Carbon Capture and Storage (“Clean Coal”) is no solution when renewable energy is already cost-competitive or cheaper than new-build fossil fuel generators.
Carbon Capture and Storage (CCS) or “Clean Coal” has been promised for many years and is the favoured option of fossil fuel companies. These companies have used the promise of CCS to:
- delay the development of renewable energy
- offer hope to the coal industry, and
- delay action on climate change.
Industry claims that CCS is the cheapest way to reduce emissions. This ignores the fact that renewable energy is already cost-competitive – in some instances cheaper – than new-build fossil fuel generators.
It also ignores the fact that CCS has been a technology on the cusp of realisation for many years.
If we’re to avert the worst of climate change, emissions must go to zero, and beyond that as quickly as is possible. CCS can’t do it.
Here’s why it’s no solution:
- The technology is slow to develop, with unresolved limitations and uncertainties
- Underground storage of CO2 is not understood well enough, and there are no cases of permanent CO2 storage
- CCS itself consumes a large amount of energy
- The costs of CCS are going up (while renewable energy costs fall)
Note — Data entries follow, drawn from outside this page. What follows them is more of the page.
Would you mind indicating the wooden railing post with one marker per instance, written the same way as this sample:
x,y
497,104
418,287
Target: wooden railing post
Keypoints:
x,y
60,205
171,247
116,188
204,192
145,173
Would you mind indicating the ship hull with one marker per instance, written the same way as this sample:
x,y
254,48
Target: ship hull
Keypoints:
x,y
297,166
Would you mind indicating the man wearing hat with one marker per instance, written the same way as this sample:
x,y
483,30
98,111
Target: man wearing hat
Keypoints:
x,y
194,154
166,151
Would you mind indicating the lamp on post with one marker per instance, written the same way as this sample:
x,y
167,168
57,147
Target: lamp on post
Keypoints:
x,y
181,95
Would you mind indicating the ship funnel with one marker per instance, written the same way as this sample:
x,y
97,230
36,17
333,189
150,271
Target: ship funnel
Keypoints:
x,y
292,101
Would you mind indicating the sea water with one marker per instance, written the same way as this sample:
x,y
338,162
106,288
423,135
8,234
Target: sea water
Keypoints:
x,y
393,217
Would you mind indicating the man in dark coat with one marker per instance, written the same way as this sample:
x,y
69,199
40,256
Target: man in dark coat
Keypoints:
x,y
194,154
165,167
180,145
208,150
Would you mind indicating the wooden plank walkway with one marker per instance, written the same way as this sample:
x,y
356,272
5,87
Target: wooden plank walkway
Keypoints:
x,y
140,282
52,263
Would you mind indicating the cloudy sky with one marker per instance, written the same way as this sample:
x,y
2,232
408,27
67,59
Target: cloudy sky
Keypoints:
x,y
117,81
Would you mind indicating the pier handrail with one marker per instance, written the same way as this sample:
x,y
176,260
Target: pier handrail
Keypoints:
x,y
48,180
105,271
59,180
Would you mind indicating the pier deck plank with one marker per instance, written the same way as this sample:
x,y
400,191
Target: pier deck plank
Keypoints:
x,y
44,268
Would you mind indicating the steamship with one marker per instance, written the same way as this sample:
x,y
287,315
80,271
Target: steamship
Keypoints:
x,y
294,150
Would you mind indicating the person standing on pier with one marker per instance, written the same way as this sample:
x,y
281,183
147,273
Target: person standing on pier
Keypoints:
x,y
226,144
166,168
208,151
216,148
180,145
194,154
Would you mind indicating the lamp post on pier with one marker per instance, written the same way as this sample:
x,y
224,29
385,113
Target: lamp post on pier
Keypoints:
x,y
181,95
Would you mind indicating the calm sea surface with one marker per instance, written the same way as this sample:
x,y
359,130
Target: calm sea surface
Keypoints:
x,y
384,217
- CCS can only happen at an enormous scale with high expense and would be challenging to deploy
- Proponents are finding it difficult to obtain social license and financing, due to the damage caused by mining and climate change. Governments and industry are withdrawing support from CCS
- CCS is unnecessary and only delays the urgent transition away from fossil fuels and on to 100% renewable energy in Australia and in all countries of the world.